Il affleure aussi mais pas là où on l’attendrait comme en témoignent ces versets 17 et 18 du chapitre 1:

J’ai appliqué mon coeur à connaître la sagesse, et à connaître la sottise et la folie; j’ai compris que cela aussi c’est la poursuite du vent.

Car avec beaucoup de sagesse on a beaucoup de chagrin, et celui qui augmente sa science augmente sa douleur.”
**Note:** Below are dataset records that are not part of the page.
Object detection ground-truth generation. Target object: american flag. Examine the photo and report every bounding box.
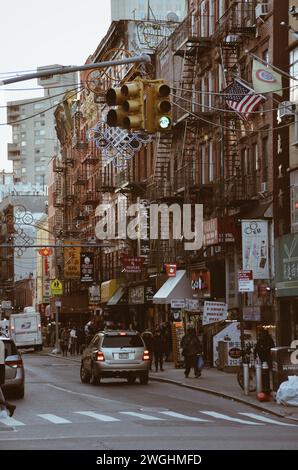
[224,79,265,120]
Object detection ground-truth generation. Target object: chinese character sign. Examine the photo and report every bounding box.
[80,253,94,283]
[241,220,269,279]
[64,241,81,279]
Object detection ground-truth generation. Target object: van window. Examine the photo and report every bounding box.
[102,335,143,348]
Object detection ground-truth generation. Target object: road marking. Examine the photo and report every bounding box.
[37,414,72,424]
[239,413,298,427]
[160,411,211,422]
[200,411,264,425]
[120,411,164,421]
[46,384,125,406]
[0,417,25,427]
[75,411,120,422]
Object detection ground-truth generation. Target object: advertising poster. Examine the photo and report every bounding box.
[241,220,269,279]
[203,301,228,325]
[80,252,94,283]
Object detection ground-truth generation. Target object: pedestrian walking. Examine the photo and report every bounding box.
[181,327,202,378]
[152,329,165,372]
[0,339,16,418]
[60,328,69,357]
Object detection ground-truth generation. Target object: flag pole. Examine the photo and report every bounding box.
[245,50,298,82]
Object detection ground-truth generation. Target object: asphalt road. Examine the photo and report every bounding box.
[0,352,297,450]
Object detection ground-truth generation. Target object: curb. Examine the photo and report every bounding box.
[40,351,298,422]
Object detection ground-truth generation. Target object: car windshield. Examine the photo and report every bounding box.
[4,340,18,357]
[102,335,143,348]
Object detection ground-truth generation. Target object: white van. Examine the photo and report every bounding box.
[9,308,43,350]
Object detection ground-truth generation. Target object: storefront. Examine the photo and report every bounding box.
[275,233,298,345]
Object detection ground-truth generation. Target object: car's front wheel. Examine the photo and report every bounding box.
[80,363,90,384]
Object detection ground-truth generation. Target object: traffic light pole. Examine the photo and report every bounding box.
[0,54,151,86]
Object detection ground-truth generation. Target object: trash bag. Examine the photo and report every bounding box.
[276,376,298,406]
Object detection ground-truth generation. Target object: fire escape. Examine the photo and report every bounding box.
[214,1,256,207]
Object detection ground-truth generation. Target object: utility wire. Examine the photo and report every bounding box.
[0,87,82,109]
[172,82,298,96]
[0,87,83,126]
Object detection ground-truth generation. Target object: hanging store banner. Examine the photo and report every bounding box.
[129,286,144,305]
[238,270,254,293]
[241,220,269,279]
[121,255,145,273]
[203,301,228,325]
[80,252,94,283]
[64,241,81,279]
[191,270,211,297]
[88,285,100,305]
[165,264,177,277]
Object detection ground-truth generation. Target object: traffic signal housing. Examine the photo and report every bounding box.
[146,80,172,133]
[106,77,145,131]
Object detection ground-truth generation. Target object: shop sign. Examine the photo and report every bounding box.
[203,301,228,325]
[89,285,100,305]
[238,270,254,293]
[80,252,94,283]
[64,241,81,279]
[145,285,155,303]
[165,264,177,277]
[275,234,298,297]
[243,306,261,322]
[1,300,12,309]
[203,218,219,246]
[121,255,145,273]
[241,220,269,279]
[191,270,211,297]
[129,286,144,305]
[171,299,185,309]
[43,277,51,303]
[186,299,199,311]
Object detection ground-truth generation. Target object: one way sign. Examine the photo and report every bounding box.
[50,278,63,296]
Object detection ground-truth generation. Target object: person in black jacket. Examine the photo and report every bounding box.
[0,339,16,418]
[181,327,202,378]
[254,329,275,367]
[152,329,165,372]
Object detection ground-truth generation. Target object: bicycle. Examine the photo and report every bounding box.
[237,342,257,392]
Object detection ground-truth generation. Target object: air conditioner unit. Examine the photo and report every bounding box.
[255,3,269,18]
[88,236,97,243]
[261,182,268,193]
[277,101,296,122]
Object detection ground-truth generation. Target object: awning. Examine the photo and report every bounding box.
[101,279,117,303]
[107,287,125,306]
[153,270,194,305]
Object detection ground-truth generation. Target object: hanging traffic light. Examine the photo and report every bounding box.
[106,77,145,131]
[145,80,172,133]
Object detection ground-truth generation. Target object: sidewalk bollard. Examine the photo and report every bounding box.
[261,361,270,394]
[256,363,262,394]
[243,363,249,396]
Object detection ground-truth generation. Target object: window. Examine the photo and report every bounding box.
[21,141,26,147]
[291,170,298,232]
[252,143,259,171]
[209,141,214,182]
[35,139,45,145]
[33,102,45,110]
[21,168,27,174]
[290,46,298,102]
[102,334,143,348]
[262,137,269,182]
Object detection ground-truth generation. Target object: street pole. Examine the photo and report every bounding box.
[52,299,61,354]
[0,55,151,86]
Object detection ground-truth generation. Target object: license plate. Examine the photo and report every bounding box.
[119,353,129,359]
nous sommes certes dans un écrit sapientiel mais pas philosophique à la façon des Grecs la vraie Sagesse est l’obéissance aux commandements du “Créateur”, car la notion véritable de “science” n’existe pas encore, et le plan de la vie de l’Esprit, qui se situe comme nous le savons depuis Platon, Descartes et Spinoza dans l’effort de “comprendre, seulement comprendre”   est donc recouvert d’un voile d’inintelligibilité propre à la créature, ce qui rend possible obscurités et contradictions comme par exemple:

La lumière est douce, et il est agréable aux yeux de voir le soleil.
11.8
Si donc un homme vit beaucoup d’années, qu’il se réjouisse pendant toutes ces années, et qu’il pense aux jours de ténèbres qui seront nombreux; tout ce qui arrivera est vanité.
11.9
(12:1) Jeune homme, réjouis-toi dans ta jeunesse, livre ton coeur à la joie pendant les jours de ta jeunesse, marche dans les voies de ton coeur et selon les regards de tes yeux; mais sache que pour tout cela Dieu t’appellera en jugement.”

Mais si tout est vanité, jeunesse comme vieillesse, en quoi jeune homme comme vieillard “ayant vécu beaucoup d’années” doivent ils se réjouir ?

en fait le terme important est ici le “jugement”, qui est réservé à Dieu, qu’il faut craindre plutôt que tenter de comprendre, comme aussi à la fin du chapitre 12 le dernier:

 (12:15) Écoutons la fin du discours: Crains Dieu et observe ses commandements. C’est là ce que doit faire tout homme.
12.14
(12:16) Car Dieu amènera toute oeuvre en jugement, au sujet de tout ce qui est caché, soit bien, soit mal.”

Comment pourrait il en être autrement puisque la notion de “Dieu créateur” n’est qu’un autre nom de l’ignorance ?

“Le monde a été créé par Dieu” signifie : “il est impossible de comprendre pourquoi le monde est là”

le projet d’intelligibilité occidentale encore partielle chez Descartes (qui reste chrétien et  fixe à la connaissance des limites à l’intérieur desquelles elle est totale) mais globale et universelle chez Spinoza )  n’existe pas encore.

mais à partir de Descartes le jugement (rationnel) devient prérogative humaine, et il devient chez  Brunschvicg le fondement de toute vie spirituelle comme de tout progrès du savoir.

le Dieu de Qohelet, “fils de David et roi de Jérusalem”, a cédé la place au Dieu des philosophes.